First we need to make sure your date formats etc are correct. I'll assume they are, my versions are at the end. You have't provided a dput
and have some weird column names, so double check spacing and capitals.
接下来,让我们为 lubridate库
interval 的每个广告系列构造一个对象。 code>:
Next, let's construct an interval
object for each campaign from the library lubridate
:
library(lubridate)
MediaPlanDF$interval <- interval(MediaPlanDF$Campaign.flight.1, MediaPlanDF$end.date)
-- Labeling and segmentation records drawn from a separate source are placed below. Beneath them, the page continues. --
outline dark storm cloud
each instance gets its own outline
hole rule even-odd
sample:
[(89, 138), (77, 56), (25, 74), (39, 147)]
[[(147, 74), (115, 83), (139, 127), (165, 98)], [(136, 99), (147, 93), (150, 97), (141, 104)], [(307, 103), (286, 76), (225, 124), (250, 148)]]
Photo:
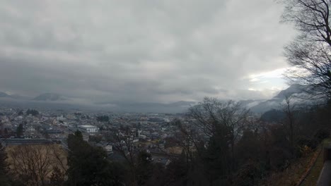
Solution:
[(272, 0), (0, 1), (0, 91), (92, 101), (265, 98), (273, 82), (260, 87), (251, 77), (286, 67), (293, 32), (281, 12)]

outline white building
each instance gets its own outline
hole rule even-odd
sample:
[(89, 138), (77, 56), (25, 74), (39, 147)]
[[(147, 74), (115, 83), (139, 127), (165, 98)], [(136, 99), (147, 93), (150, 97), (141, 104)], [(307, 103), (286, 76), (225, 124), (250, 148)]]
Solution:
[(79, 125), (79, 130), (81, 132), (98, 132), (98, 128), (93, 125)]

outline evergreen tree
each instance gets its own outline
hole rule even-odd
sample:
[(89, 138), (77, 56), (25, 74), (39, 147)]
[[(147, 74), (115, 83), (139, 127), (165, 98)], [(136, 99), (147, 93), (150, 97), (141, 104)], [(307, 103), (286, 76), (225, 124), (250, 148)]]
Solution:
[(21, 123), (16, 129), (16, 135), (21, 137), (23, 135), (23, 124)]

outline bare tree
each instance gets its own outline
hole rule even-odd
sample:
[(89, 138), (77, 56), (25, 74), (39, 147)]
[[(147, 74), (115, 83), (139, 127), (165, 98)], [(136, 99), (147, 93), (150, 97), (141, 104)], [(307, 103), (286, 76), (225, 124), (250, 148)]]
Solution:
[(286, 73), (292, 84), (309, 85), (315, 95), (331, 97), (330, 0), (279, 0), (285, 5), (283, 20), (299, 35), (285, 47), (294, 68)]
[(136, 162), (137, 153), (134, 143), (135, 134), (136, 132), (130, 128), (126, 127), (124, 130), (118, 130), (108, 136), (108, 140), (112, 143), (115, 151), (120, 153), (129, 165), (132, 185), (137, 185)]
[(285, 125), (288, 129), (289, 140), (291, 144), (291, 154), (294, 156), (294, 130), (295, 128), (295, 107), (296, 105), (292, 103), (291, 97), (285, 97), (285, 104), (283, 106), (283, 111), (286, 115)]
[(65, 171), (65, 166), (60, 165), (64, 163), (59, 162), (62, 157), (51, 145), (15, 146), (8, 149), (8, 154), (11, 170), (27, 185), (46, 185), (55, 166)]
[[(223, 134), (228, 135), (231, 140), (233, 161), (235, 143), (248, 123), (249, 110), (242, 107), (238, 102), (225, 102), (216, 98), (206, 97), (199, 105), (190, 108), (190, 114), (195, 120), (194, 126), (205, 136), (214, 136), (220, 128), (229, 131)], [(192, 140), (192, 142), (194, 141)]]

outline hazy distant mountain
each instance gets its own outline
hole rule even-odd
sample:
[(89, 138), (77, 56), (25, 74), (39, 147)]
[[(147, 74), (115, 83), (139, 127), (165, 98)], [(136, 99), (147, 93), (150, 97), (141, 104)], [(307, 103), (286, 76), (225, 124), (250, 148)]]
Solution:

现在我们可以测试outputDF中的每个项目是否在每个间隔,如果是,则求和(您的测试数据在所有间隔中都包含所有元素):
Now we can test if each item in outputDF is in each interval, and if so, sum it (your test data has all elements in all intervals):
output <- do.call(rbind, lapply(OutputDF$Date, function(x){
index <- x %within% MediaPlanDF$interval;
list(impressions = sum(MediaPlanDF$dailyimpressions[index]),
spend = sum(MediaPlanDF$dailyspend[index]))}))
在哪里获取输出:
cbind(output, OutputDF)
impressions spend Date
1 684285.7 3657.143 2015-08-31
2 684285.7 3657.143 2015-09-01
3 684285.7 3657.143 2015-09-02
4 684285.7 3657.143 2015-09-03
5 684285.7 3657.143 2015-09-04
6 684285.7 3657.143 2015-09-05
数据:
OutputDF:
structure(list(Date = structure(c(16678, 16679, 16680, 16681,
16682, 16683), class = "Date")), .Names = "Date", row.names = c(NA,
-6L), class = "data.frame")
MediaPlanDF:
MediaPlanDF:
structure(list(daysinflight = c(35L, 35L, 35L, 35L), dailyimpressions = c(392857.1429,
85714.28571, 142857.1429, 62857.14286), dailyspend = c(1571.428571,
428.5714286, 714.2857143, 942.8571429), Campaign.name = structure(c(1L,
1L, 1L, 1L), .Label = "A", class = "factor"), Campaign.ID = structure(c(1L,
1L, 1L, 1L), .Label = "Real", class = "factor"), Campaign.flight = structure(c(1L,
1L, 1L, 1L), .Label = "Advertiser", class = "factor"), start.date = structure(c(1L,
1L, 1L, 1L), .Label = "RAND0M", class = "factor"), Campaign.flight.1 = structure(c(16678,
16678, 16678, 16678), class = "Date"), end.date = structure(c(16712,
16712, 16712, 16712), class = "Date")), .Names = c("daysinflight",
"dailyimpressions", "dailyspend", "Campaign.name", "Campaign.ID",
"Campaign.flight", "start.date", "Campaign.flight.1", "end.date"
), row.names = c(NA, -4L), class = "data.frame")
这篇关于R-如果日期在范围内,则求和的文章就介绍到这了,希望我们推荐的答案对大家有所帮助,也希望大家多多支持!